What goes on in the brains of master chess players? Is there a neurological secret to their success? Cognitive scientists at the Cluster of Excellence Cognitive Interaction Technology (CITEC) at Bielefeld University in Germany have been investigating this question for the past year and have just released their preliminary findings.

Their research project, called “Ceege” (Chess Expertise from Eye Gaze and Emotion), involves recording players’ eye movements and facial expressions as they play the game. Their discoveries help explain why Norwegian grandmaster Magnus Carlsen once again earned the title of world chess champion at this year’s tournament.

“We are investigating individual game tactics, chess players’ behavior towards one another, and their body language,” says Dr. Kai Essig. “With the findings from this project, we will be able to predict in the future how strong an individual chess player is, and how high the chances are that a player wins a match. It appears that we will even be able to recognize a series of optimal moves that will increase the player’s probability of winning.”

The researchers, who worked in groups to focus on specific behaviors, used a variety of techniques to gather as much information on players and their activity as possible. Eye tracking glasses, for example, allow researchers to measure players’ gaze positions, while video cameras record their facial expressions and body language.

“There are numerous theories on how the brain controls attention and solves problems in both everyday situations and game situations,” says lead researcher Professor Dr. Thomas Schack, a sports scientist and cognitive psychologist who heads the CITEC research group “Neurocognition and Action — Biomechanics.”
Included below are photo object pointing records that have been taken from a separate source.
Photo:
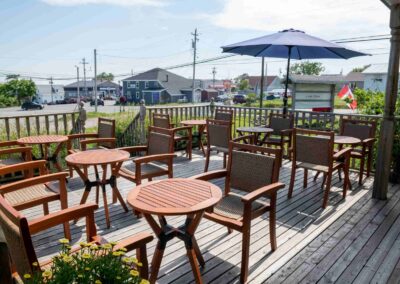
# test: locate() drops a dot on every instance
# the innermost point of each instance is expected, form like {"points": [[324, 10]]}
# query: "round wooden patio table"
{"points": [[172, 197], [256, 131], [44, 142], [201, 124], [102, 158]]}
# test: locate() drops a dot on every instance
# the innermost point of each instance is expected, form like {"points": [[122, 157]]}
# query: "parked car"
{"points": [[239, 99], [31, 105], [100, 102]]}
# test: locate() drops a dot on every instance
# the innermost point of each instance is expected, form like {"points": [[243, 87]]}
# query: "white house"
{"points": [[44, 95], [375, 77]]}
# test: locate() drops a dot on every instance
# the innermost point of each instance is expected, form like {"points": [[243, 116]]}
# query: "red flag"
{"points": [[346, 94]]}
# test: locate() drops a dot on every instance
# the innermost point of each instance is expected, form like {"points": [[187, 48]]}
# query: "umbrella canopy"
{"points": [[290, 44]]}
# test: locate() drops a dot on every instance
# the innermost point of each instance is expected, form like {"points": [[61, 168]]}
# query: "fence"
{"points": [[14, 127]]}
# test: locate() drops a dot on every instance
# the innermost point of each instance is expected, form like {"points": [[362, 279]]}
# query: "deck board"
{"points": [[313, 244]]}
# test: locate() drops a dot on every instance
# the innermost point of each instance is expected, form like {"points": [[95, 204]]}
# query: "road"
{"points": [[109, 107]]}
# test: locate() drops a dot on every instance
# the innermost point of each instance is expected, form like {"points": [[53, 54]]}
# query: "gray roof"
{"points": [[323, 79], [90, 84], [172, 82]]}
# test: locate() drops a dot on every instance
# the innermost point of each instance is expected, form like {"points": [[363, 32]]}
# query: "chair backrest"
{"points": [[251, 167], [314, 147], [160, 141], [361, 129], [106, 129], [224, 114], [161, 120], [219, 133], [279, 122], [16, 231]]}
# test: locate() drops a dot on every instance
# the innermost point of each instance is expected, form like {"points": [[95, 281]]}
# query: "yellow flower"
{"points": [[64, 241], [47, 274], [134, 273], [86, 255], [67, 258]]}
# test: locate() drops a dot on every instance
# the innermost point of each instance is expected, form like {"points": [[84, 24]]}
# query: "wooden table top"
{"points": [[97, 157], [255, 129], [43, 139], [177, 196], [339, 139], [194, 122]]}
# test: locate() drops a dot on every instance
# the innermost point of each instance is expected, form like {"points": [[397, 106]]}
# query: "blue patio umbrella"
{"points": [[290, 44]]}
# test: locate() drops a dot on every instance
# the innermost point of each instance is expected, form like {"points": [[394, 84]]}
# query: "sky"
{"points": [[44, 38]]}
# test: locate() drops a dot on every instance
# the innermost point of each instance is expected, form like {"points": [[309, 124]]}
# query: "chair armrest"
{"points": [[82, 135], [133, 149], [152, 158], [272, 188], [43, 179], [342, 153], [135, 241], [26, 150], [242, 138], [211, 175], [85, 142], [62, 216]]}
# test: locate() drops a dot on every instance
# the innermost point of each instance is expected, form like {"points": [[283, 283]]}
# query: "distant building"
{"points": [[104, 89], [159, 86], [375, 77], [45, 95], [355, 80]]}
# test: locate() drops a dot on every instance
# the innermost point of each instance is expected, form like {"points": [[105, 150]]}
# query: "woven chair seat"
{"points": [[231, 206], [29, 194], [10, 161], [148, 169]]}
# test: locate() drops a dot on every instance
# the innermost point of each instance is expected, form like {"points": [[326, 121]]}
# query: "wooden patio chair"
{"points": [[104, 138], [219, 133], [314, 150], [160, 148], [11, 153], [254, 171], [365, 131], [34, 191], [282, 126], [18, 230], [183, 133]]}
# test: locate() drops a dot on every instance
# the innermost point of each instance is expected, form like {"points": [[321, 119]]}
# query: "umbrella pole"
{"points": [[262, 81], [285, 98]]}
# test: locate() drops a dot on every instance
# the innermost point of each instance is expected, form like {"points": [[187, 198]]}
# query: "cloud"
{"points": [[106, 2], [328, 17]]}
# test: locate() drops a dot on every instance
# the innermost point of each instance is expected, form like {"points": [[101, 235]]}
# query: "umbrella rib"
{"points": [[335, 53]]}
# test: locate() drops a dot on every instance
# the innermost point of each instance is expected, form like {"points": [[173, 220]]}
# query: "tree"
{"points": [[244, 84], [360, 69], [20, 89], [103, 76], [307, 68]]}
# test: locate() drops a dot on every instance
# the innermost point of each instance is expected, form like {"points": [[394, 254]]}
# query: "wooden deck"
{"points": [[353, 240]]}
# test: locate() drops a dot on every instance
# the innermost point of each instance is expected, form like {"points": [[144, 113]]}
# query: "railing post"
{"points": [[142, 113]]}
“The game of chess is an ideal object of research for testing these theories because chess players have to be extremely attentive and make decisions in quick succession as to how they will proceed.”

Schack’s research group is working on Ceege with Inria Grenoble Rhones-Aples, a research institute in France.

Professor Dr. James Crowley and his team from the Institute Inria are focusing on chess players’ emotions, capturing for instance microexpressions — facial expressions that are only recognizable for a few miliseconds — as well as gestures, heart and respiratory rate, and perspiration.

More than 120 participants have so far played chess under observation in the study and pilot study. Of these, a third were chess experts, and the other two-thirds novices.

“The current study and the pilot study already show that chess experts show significant differences in their eye movements,” says Essig. “Chess experts concentrate for most of the time on the main chess pieces that can make or break the game in respective situations. The experts control their attention more efficiently than novices.”

According to Essig, amateurs jump quite frequently from one figure to the next with their gaze, and look at nearly all the pieces on the board, regardless of whether they play an important role in the particular game situation.

With the knowledge gleaned from their project, the researchers closely followed the chess world championship in November.

“Early in the tournament, it was already apparent that Magnus Carlsen would win. He had shown more initiative in the first six matches. It was hardly possible for his opponent Sergej Karjakin to dominate the game,” says physicist Thomas Küchelmann, who worked on the project with Essig.

When observing from a distance, though, only limited conclusions can be drawn. Küchelmann explains that “in order to make concrete predictions, we would have actually had to measure Carlsen’s and Karjakin’s game with our test equipment.”

“It would have been interesting to measure, for instance, Carlsen’s emotional reaction to his missed end game opportunities, and his mistake in the eighth match, which he lost, along with Karjakin’s emotional reactions to running out of time in the tie break.”